Tarımda “Örtü altı” ve “açıkta” diye iki kavram sıklıkla lisana gelmeye başladı. Burada da Antalya’da yılda 400 ton çilek üretimi gerçekleştiren …
Tarımda “Örtü altı” ve “açıkta” diye iki kavram sıklıkla lisana gelmeye başladı. Burada da Antalya’da yılda 400 ton çilek üretimi gerçekleştiren Alper Yeğen’in “topraksız tarım”la aldığı randımanın anlatımı var.
12 YILDIR TOPRAKSIZ TARIMLA ÇİLEK YETİŞTİRİYOR
2004 yılında toprakta başlayan birinci çilek üretimine, 2009 yılından itibaren topraksız tarım sistemleri ile devam eden Alper Yeğen, Aksu ilçesinde 12 yıldır topraksız tarımla çilek yetiştiriyor.
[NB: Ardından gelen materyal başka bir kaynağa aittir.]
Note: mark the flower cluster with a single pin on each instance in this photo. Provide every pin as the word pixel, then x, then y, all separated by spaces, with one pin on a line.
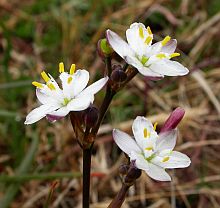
pixel 57 102
pixel 151 60
pixel 151 152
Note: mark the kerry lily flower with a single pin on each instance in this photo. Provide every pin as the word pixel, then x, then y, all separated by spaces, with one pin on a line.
pixel 74 95
pixel 151 152
pixel 151 60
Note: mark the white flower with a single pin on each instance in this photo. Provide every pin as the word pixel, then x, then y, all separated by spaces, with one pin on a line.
pixel 151 152
pixel 150 60
pixel 57 102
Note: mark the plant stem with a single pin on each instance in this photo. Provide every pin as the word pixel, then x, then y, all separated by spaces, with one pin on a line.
pixel 120 197
pixel 86 176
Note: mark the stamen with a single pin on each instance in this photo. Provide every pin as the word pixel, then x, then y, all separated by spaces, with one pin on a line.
pixel 61 67
pixel 45 76
pixel 165 159
pixel 165 40
pixel 174 55
pixel 146 133
pixel 37 84
pixel 149 30
pixel 155 126
pixel 144 60
pixel 51 86
pixel 161 55
pixel 69 80
pixel 72 69
pixel 141 32
pixel 148 40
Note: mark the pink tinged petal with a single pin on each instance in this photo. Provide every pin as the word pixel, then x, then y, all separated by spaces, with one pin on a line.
pixel 169 68
pixel 125 142
pixel 80 103
pixel 58 114
pixel 95 87
pixel 157 173
pixel 78 83
pixel 144 70
pixel 138 126
pixel 170 47
pixel 173 120
pixel 38 113
pixel 140 162
pixel 118 44
pixel 166 140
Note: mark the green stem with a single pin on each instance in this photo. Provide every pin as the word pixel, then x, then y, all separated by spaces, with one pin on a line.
pixel 42 176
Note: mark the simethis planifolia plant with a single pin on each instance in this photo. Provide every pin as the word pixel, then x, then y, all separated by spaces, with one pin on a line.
pixel 148 149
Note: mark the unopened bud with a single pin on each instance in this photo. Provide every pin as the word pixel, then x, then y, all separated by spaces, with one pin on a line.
pixel 91 116
pixel 104 49
pixel 118 75
pixel 173 120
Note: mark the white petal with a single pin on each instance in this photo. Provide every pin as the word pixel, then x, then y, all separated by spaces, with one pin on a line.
pixel 78 83
pixel 118 44
pixel 141 68
pixel 62 112
pixel 135 41
pixel 138 126
pixel 125 142
pixel 173 160
pixel 44 98
pixel 166 140
pixel 95 87
pixel 80 103
pixel 38 113
pixel 140 162
pixel 169 68
pixel 157 173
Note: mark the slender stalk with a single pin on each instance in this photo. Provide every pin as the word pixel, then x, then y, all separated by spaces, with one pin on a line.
pixel 86 176
pixel 120 197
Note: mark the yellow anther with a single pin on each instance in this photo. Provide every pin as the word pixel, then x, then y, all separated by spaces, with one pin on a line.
pixel 61 67
pixel 141 32
pixel 155 126
pixel 45 76
pixel 37 84
pixel 149 30
pixel 69 80
pixel 72 69
pixel 146 133
pixel 148 40
pixel 165 40
pixel 148 148
pixel 174 55
pixel 161 55
pixel 51 86
pixel 165 159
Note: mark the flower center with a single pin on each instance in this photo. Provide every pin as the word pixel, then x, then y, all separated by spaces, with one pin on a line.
pixel 65 101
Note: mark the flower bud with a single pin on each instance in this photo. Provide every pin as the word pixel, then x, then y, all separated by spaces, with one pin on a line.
pixel 118 75
pixel 91 116
pixel 173 120
pixel 104 49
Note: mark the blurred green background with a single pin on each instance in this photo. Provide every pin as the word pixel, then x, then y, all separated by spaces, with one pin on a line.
pixel 37 35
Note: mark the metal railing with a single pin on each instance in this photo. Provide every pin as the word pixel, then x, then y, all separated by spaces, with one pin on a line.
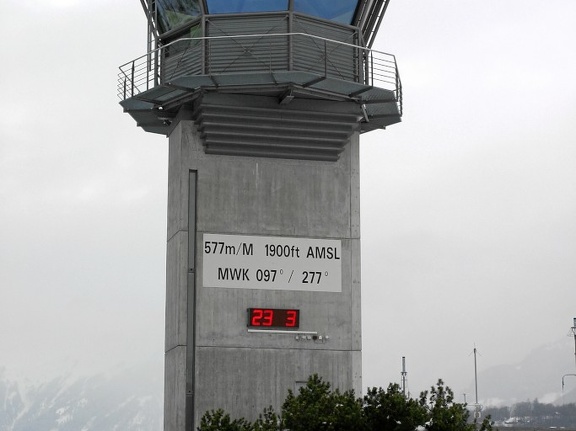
pixel 259 53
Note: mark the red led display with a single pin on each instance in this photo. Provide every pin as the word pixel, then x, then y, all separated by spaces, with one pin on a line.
pixel 269 318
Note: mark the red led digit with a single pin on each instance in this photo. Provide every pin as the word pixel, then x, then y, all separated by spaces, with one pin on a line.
pixel 268 317
pixel 291 318
pixel 256 319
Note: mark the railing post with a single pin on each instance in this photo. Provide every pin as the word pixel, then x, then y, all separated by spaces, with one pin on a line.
pixel 325 59
pixel 132 79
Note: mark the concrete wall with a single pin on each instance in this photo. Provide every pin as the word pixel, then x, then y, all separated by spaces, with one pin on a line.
pixel 212 361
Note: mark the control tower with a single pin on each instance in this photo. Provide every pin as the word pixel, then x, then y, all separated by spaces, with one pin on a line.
pixel 263 102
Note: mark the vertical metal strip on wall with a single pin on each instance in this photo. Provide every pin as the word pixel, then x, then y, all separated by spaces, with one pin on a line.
pixel 191 303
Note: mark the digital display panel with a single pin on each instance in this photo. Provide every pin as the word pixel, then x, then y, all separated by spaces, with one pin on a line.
pixel 273 318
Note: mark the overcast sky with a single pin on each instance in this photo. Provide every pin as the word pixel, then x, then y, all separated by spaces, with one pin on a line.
pixel 468 205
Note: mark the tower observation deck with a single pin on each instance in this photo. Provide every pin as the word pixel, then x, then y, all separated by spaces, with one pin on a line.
pixel 284 49
pixel 263 102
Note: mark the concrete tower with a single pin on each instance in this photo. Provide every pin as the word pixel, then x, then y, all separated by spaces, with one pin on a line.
pixel 263 102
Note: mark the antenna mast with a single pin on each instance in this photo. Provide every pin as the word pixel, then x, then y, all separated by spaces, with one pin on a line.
pixel 404 375
pixel 477 405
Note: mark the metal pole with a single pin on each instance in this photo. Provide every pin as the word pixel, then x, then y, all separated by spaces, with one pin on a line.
pixel 475 377
pixel 574 332
pixel 404 373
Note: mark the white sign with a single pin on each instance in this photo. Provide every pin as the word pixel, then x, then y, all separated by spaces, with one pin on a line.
pixel 275 263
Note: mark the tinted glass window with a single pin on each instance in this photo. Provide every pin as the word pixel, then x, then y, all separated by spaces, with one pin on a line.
pixel 171 14
pixel 238 6
pixel 335 10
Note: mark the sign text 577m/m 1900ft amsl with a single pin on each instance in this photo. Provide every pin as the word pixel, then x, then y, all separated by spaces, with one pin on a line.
pixel 275 263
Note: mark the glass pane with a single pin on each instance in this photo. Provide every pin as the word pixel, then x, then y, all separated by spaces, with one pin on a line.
pixel 335 10
pixel 238 6
pixel 172 14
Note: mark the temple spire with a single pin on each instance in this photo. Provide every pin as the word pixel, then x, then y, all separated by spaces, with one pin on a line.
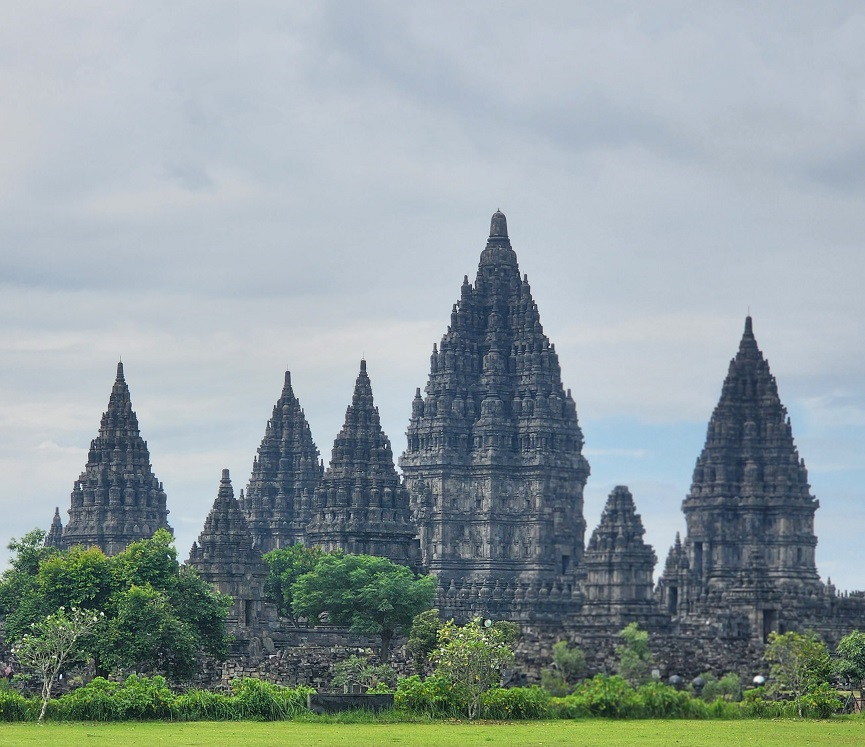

39 ŞAHSA İSTİHDAM SAĞLIYOR
30 bin metrekarelik serada üretim ve hasadı orta vermeden sürdüren Yeğen, dönüm başına 17 ton, toplamda da 400 ton üretim yapmayı başardı. Kentin en büyük topraksız çilek serasında 39 bireye de istihdam sağlayan Yeğen, üretim ve gübre satışının yanı sıra anahtar teslim topraksız çilek seraları hazırlayarak tarım girişimcilerine de hazır sera satışları gerçekleştiriyor.
4 ÜLKEYE İHRACAT
Çileğe özel bir sevgi beslediği için topraksız tarımı çileğe adapte ettiğini belirten Roa Biyoteknoloji firmasının sahibi Alper Yeğen, çilek üretiminin yanında gübre üretimi de yaptıklarını söyledi. Çilek ve gübrede yurt içi ve yurt dışına ihracat gerçekleştirdiklerini tabir eden Yeğen, “Onun haricinde anahtar teslim çilek seraları kuruyoruz. Yaklaşık 2011 yılından beri, Türkiye’nin en büyük topraksız çilek projelerini firma olarak gerçekleştirdik. Geçen yıl itibariyle de Antalya’nın en büyük tesislerini faaliyete geçirdik. Kazakistan, Özbekistan, Malezya ve Dubai’ye çilek ihracatı gerçekleştiriyoruz. İç piyasada da İstanbul yüklü çalışıp lüks market zincirlerine ve manavlara eser veriyoruz. Üretime ve ülkemize katma bedel katmaya devam ediyoruz.” dedi.
“TOPRAKLI TARIMA NAZARAN 4 KAT FAZLA ÜRETİM”
Topraksız çilek ile topraklı çilek ortasındaki fiyat ve kalite farkına da değinen Yeğen, “Topraktaki ünite fide sayısına oranla yaklaşık 4 kat fazla fide sayımız var. Bir dönüm alanda bu ikili sistemde 19 bin 500 fide dikebiliyoruz. Olağan çiftçi dönümde 7 bin 500 ile 8 bin adet ortası fide dikebilir. Rafta olduğumuz için bütün besin elementlerini otomasyondan çileğin istediği kıymetlerde verdiğimiz için kalitemiz ve tonajımız üst hudutta. Toplama maliyetlerimiz topraktakine nazaran daha ucuzuz. Bu yüzden de toprakta üretilen çilekle topraksız üretilen çilek ortasında fiyat farkı oluşuyor. Bu büsbütün kaliteyle alakalı.” diye konuştu.
“HORMON KULLANILMIYOR”
Bitkinin ihtiyaç duyduğu tüm besin unsurlarını bitkiye teğe bir ulaştırdıklarına değinen Aslı Turan, “Bu yaptığımız uygulama meyve kalitesine yansıyor. Bizim çileklerimizi görenler-meyvelerinizde hormon mu kullanıyorsunuz? diye soruyorlar. Tabi ki de hayır. Çilek meyvesinde kullanılabilecek her hangi bir hormon yok. Bu yüzden tüketici rahatlıkla, güvenerek çileklerimizi tüketebilir. Bu büsbütün akıllı, şuurlu, denetimli bir yetiştiriciliğin sonucu olarak ortaya çıkıyor.” dedi.